11 – 2 – 18 I am my Body (5 minutes)


What does it mean to talk to someone?
To be painfully analytical: My brain sends impulses to mouth, lips, and tongue to coordinate with my diaphragm and conjure a complex mixture of fricative and non-fricative sounds at a volume loud enough to be audible so that somebody else’s ears can perceive that pressure wave through a mechanism that’s far too complicated for me to understand or explain, ultimately sending an electrical signal to their brain with some message that I did or did not intend. That gets interpreted and so on.
Cartesian Dualism bookends this process with two souls that possess wills that manipulate those brains and so on down the line.
So what we really mean when we say we’re talking to someone is that we’re making noise with our body (probably, hopefully, meaningful) and that other person’s body has the machinery to decode that meaningful noise, if we speak the same language.
Who’s the “we” here? Is it that thing Descartes would call a soul, or the bodies actually doing the observable conversation? Let’s try another angle.
When you hug someone, do you hug their body or their soul? Weird question, I don’t like it either.
But if we believe in Cartesian Dualism, that we are a soul inside a body, a person inside a husk, those are really our only two options. You can hug that body with your body and that will convey some symbolic meaning to the souls on both ends. It feels a bit unsatisfying.
It almost sounds to me like if you were playing SIM’s or Second Life or some other game like that and you made your avatar hug another player’s avatar.
Why doesn’t this sound right? Why is it that when we apply something as logical as Descartes’ Cogito, Ergo Sum we get results that feel uncomfortable and unnatural?
We’ll get away from that for a moment.
The last time you kissed someone, for the sake of specificity let’s say romantically, why did you do it?
The first person to raise their hand says, “Because I love them.” Good answer.
A slightly braver person replies that they were drunk. Kind of the same reason, you thought you loved them.
What is them?
I know “them” is not a pair of lips because no one’s answered in a way that would indicate that. Seriously, have you ever kissed someone just because it looked like, or you had heard, that they had nice lips? Well, maybe you have. Did it feel the same as a romantic kiss?
So maybe it’s this “soul” that Descartes talks about. But if that were the case, couldn’t you just express that in words. Wouldn’t “I could kiss you” or “I’d like to kiss you” or “Remember when we kissed?” have the same effect in that soul, keeping in mind that the soul is a separate being from the body and not influenced by the body’s merely physical, animalistic appetites and whims?
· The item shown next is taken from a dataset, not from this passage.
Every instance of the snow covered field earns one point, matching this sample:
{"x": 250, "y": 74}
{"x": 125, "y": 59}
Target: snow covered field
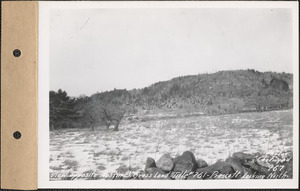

I don’t think it works. I think deep down we all know it doesn’t work. When we have the prisms of pain, or naivete, or too much time spent thinking, this vision of a separate mind and body doesn’t quite click with what we know intuitively.
Through inexperience; I think we see this in baseball.
First base, kissing (if I’m still up on the times). As we just talked about, we generally don’t kiss people because we hear they’re good kissers or have good lips. That first expression of love, the most naïve expression, keeps with what is true.
As you go around the base path however there is an increasing tendency to see people as bodies. I think it’s likely because the physical sensations become so much stronger in comparison to the emotional sensations that we fall into acting as bodies, rather than acting as people. And only a person can see a person, a body can’t.
Through the prism of pain. In pain we abandon overly complicated rationalizations. We go back to what we know is true, what works, even if we’ve convinced ourselves otherwise.
You’ll rarely hear a grieving family say, “She killed her body.”
I’ve never heard a victim say, “He abused my body.”
Parents on the news don’t say, “They shot his body.”
Pain knocks the rose-colored glasses off our eyes and forces us to see reality. We are our bodies, and we are our souls, and we are. We are inseparable from ourselves.
When we aren’t forced to clue in to reality we can believe that what we do with our bodies doesn’t affect who we are. We can develop an attitude of ownership, saying “my body” instead of “myself.”
My intent is not to convince everyone to wait to have sex till marriage, it’s probably too late for most people who would read this. My intent is not to say that we should all be paragons of health; never drinking or smoking, exercising daily and meditating constantly.
My intent is to remind myself, and to encourage you to consider the possibility, that what we do with our bodies matters. That our bodies are beautiful and excellent expressly because they are an inseparable part of who we are.